El hombre desvió la mirada, molesto. El fuego casi se había apagado. Puso una parrilla metálica de un acondicionador de aire sobre las brasas y colocó el pescado en ella.

Hathaway miraba fascinado el procedimiento.

— ¿Qué vas a hacer con ese pescado?

— Comérmelo.

Hathaway pareció repugnado.

— Mira, oye, todo lo que tienes que hacer es presentarte en un Refugio y conseguirte una tarjeta; y podrás tener todas las tajadas de proteínas que quieras, de cualquier sabor, limpias y frescas, de los depósitos. Nadie necesita realmente comer un animal muerto en este planeta. ¿De dónde lo has sacado, ya que estamos?

Baz contestó esquivamente.

— De un estanque.

Hathaway quedó boquiabierto por el horror.

— ¡Esas muestras pertenecen al Zoo de Silica! ¡No puede comerse un animal exhibido!

— Había un montón, pensé que nadie echaría en falta uno. No lo robé, lo pesqué.

Miles se frotó la barbilla pensativo, sacudió ligeramente la cabeza y extrajo la botella verde del piloto Mayhew, que había guardado en su chaqueta en un impulso de último momento. Baz observó el movimiento y luego se tranquilizó al ver que no era un arma. Según la etiqueta de Barrayar, Miles tomó un trago primero — dio un sorbo pequeño esta vez —, secó el borde de la botella con la manga y le ofreció la bebida al hombre delgado.

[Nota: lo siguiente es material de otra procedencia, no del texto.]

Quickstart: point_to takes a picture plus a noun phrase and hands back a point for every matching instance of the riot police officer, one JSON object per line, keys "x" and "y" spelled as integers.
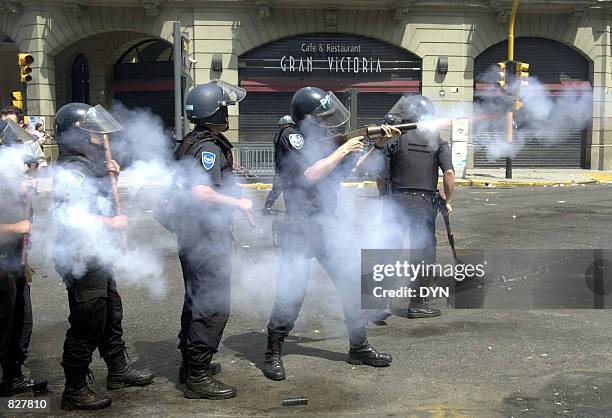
{"x": 86, "y": 218}
{"x": 204, "y": 199}
{"x": 310, "y": 170}
{"x": 413, "y": 160}
{"x": 15, "y": 223}
{"x": 284, "y": 122}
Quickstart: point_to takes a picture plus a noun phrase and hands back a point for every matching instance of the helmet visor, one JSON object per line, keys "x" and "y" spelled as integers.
{"x": 331, "y": 113}
{"x": 14, "y": 134}
{"x": 98, "y": 120}
{"x": 231, "y": 94}
{"x": 401, "y": 107}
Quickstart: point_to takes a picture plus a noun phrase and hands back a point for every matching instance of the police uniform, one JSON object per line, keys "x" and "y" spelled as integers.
{"x": 15, "y": 305}
{"x": 82, "y": 186}
{"x": 413, "y": 160}
{"x": 205, "y": 243}
{"x": 95, "y": 305}
{"x": 312, "y": 230}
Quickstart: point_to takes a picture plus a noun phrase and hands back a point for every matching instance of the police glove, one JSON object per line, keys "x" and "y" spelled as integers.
{"x": 388, "y": 133}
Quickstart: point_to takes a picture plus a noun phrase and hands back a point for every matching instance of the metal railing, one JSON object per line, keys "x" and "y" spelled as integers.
{"x": 257, "y": 158}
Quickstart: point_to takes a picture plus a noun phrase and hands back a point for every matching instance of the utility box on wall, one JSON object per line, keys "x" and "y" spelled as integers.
{"x": 459, "y": 149}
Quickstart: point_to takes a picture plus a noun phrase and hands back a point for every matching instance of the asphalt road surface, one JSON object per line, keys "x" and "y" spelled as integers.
{"x": 471, "y": 363}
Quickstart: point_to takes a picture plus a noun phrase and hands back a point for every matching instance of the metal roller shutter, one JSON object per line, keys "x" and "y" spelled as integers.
{"x": 372, "y": 107}
{"x": 550, "y": 149}
{"x": 259, "y": 115}
{"x": 160, "y": 103}
{"x": 552, "y": 63}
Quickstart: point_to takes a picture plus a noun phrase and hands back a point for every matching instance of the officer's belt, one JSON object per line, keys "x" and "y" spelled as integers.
{"x": 412, "y": 191}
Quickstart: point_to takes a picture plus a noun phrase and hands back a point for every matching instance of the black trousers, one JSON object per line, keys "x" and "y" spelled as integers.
{"x": 95, "y": 319}
{"x": 16, "y": 321}
{"x": 206, "y": 261}
{"x": 413, "y": 212}
{"x": 273, "y": 195}
{"x": 318, "y": 237}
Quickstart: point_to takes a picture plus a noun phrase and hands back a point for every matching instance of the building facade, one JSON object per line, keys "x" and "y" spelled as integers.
{"x": 368, "y": 52}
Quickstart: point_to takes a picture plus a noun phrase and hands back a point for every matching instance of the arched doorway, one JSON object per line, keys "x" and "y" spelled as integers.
{"x": 80, "y": 79}
{"x": 9, "y": 68}
{"x": 559, "y": 68}
{"x": 367, "y": 74}
{"x": 143, "y": 77}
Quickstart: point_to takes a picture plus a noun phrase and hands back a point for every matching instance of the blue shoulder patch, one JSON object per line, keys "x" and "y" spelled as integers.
{"x": 208, "y": 160}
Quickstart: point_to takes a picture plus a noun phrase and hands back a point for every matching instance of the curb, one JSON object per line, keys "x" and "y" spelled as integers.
{"x": 465, "y": 182}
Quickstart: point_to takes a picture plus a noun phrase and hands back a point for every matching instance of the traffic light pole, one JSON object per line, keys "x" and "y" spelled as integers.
{"x": 178, "y": 96}
{"x": 25, "y": 98}
{"x": 510, "y": 115}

— ¿Un trago con la cena? Es bueno, te hace tener menos hambre y seca los mocos además. Sabe a pis de caballo y miel.

Baz frunció el ceño, pero tomó la botella.

— Gracias. — Dio un trago y agregó con un suspiro estrangulado —: ¡Gracias! — Se sirvió la cena en algo parecido a un plato y se sentó con las piernas cruzadas en medio de la basura —. ¿Alguien quiere…?

— No, gracias, acabo de cenar.

— ¡Dios santo, ni pensarlo! — gritó Hathaway.

— Ah — dijo Miles —. He cambiado de opinión, lo probaré.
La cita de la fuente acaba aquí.